Just getting things done

I love this column by The Times columnist Matthew Parris.
In short he praises a UK government minister who ‘just gets things done’. She’s not into a miraculous vision for re-birth and renewal, seismic shifts and reform agendas.
I’ve pasted a key couple of paragraphs below for those who don’t want to read the whole article.
I love this attitude! I try to apply it to my job at Sun. Aim high, but in the absence of mega resources, let’s try to do simple stuff to make things work better.
Copyright, trademark, etc,The Times
…then something else extraordinary happens. Asked on Newsnight to describe her vision for change, she replies: “I don’t have a vision for change.”
Jeremy Paxman is completely stumped. “I just want to make things work,” she explains.
“Ah – you mean the Reform Agenda?” “ ‘Reform’ is a bit strong,” she replies. “There are some useful improvements to be made. It doesn’t require any fundamental change or reorganisation; we just need to sharpen up our act. Results are what count.”
For over all this time, Audrey Williamson has never once made a speech about vision, change or visions for change. She has never claimed she has a dream, or a “passion” for education, the NHS or anything else. There is little in her oratory about rebirth or renewal, new beginnings or a town called Hope. Principles, values, core values, moral compasses, prophecy and all the visionary and inspirational qualities that politicians peddle these days are absent from her vocabulary. So is the language of revolution and transformation. She has not promised a “new” Britain. Vows, pledges, promises, covenants and constitutions are crayons too bright for her palette. Mrs Williamson just wants to make things work.

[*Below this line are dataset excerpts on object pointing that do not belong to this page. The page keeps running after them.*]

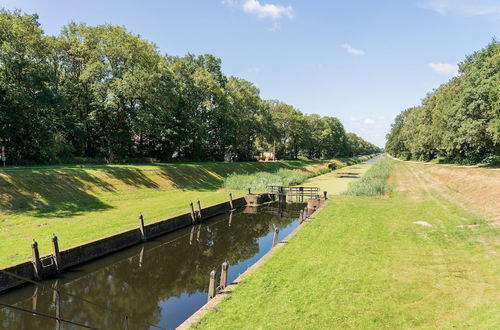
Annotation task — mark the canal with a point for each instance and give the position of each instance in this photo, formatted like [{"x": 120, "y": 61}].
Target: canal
[{"x": 159, "y": 283}]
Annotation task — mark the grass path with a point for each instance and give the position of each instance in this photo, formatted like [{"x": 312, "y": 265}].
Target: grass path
[
  {"x": 337, "y": 181},
  {"x": 364, "y": 263}
]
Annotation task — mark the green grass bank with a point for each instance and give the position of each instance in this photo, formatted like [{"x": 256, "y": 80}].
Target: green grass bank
[
  {"x": 82, "y": 203},
  {"x": 411, "y": 260}
]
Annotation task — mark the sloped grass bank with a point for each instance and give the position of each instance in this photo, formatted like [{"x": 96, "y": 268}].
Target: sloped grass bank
[
  {"x": 374, "y": 182},
  {"x": 363, "y": 263},
  {"x": 82, "y": 204},
  {"x": 284, "y": 177}
]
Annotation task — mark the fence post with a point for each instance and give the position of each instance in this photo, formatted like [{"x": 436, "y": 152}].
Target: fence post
[
  {"x": 193, "y": 215},
  {"x": 199, "y": 210},
  {"x": 211, "y": 285},
  {"x": 35, "y": 257},
  {"x": 141, "y": 227},
  {"x": 57, "y": 255},
  {"x": 275, "y": 237},
  {"x": 223, "y": 275}
]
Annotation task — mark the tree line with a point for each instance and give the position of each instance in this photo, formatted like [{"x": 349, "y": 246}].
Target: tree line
[
  {"x": 460, "y": 120},
  {"x": 103, "y": 92}
]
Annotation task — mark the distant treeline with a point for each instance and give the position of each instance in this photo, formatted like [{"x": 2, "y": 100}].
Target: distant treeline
[
  {"x": 460, "y": 120},
  {"x": 102, "y": 92}
]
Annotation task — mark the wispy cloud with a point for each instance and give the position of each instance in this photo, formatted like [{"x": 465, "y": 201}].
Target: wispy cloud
[
  {"x": 254, "y": 69},
  {"x": 353, "y": 51},
  {"x": 262, "y": 10},
  {"x": 447, "y": 69},
  {"x": 464, "y": 7}
]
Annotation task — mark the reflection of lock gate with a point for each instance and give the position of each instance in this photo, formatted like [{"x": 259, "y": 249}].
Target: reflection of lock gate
[{"x": 294, "y": 193}]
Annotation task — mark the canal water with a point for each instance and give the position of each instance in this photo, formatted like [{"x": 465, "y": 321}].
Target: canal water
[{"x": 161, "y": 282}]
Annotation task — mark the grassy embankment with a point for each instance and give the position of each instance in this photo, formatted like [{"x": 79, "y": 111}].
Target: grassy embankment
[
  {"x": 284, "y": 177},
  {"x": 79, "y": 204},
  {"x": 414, "y": 259}
]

One Response to “Just getting things done”

  1. Alexander Says:

    There is a HELL of a lot to be said for this, isn’t there?
    I am delighted at her approach – and you know, litotes can be such a powerful approach. Walk softly, carry a big stick. I’ve often advised clients that have a big stick that they really don’t need to go around screaming I HAVE A BIG STICK.
    Similarly, people that don’t have a big stick also like to shout about how big their stick is, just in case the people with a big stick work out they don’t have a big stick after all.
    If you really want to mess with their heads, open your hands and say ‘Look, no stick!’.
    They’ll be convinced you have the biggest stick in the world tucked into your trouser leg.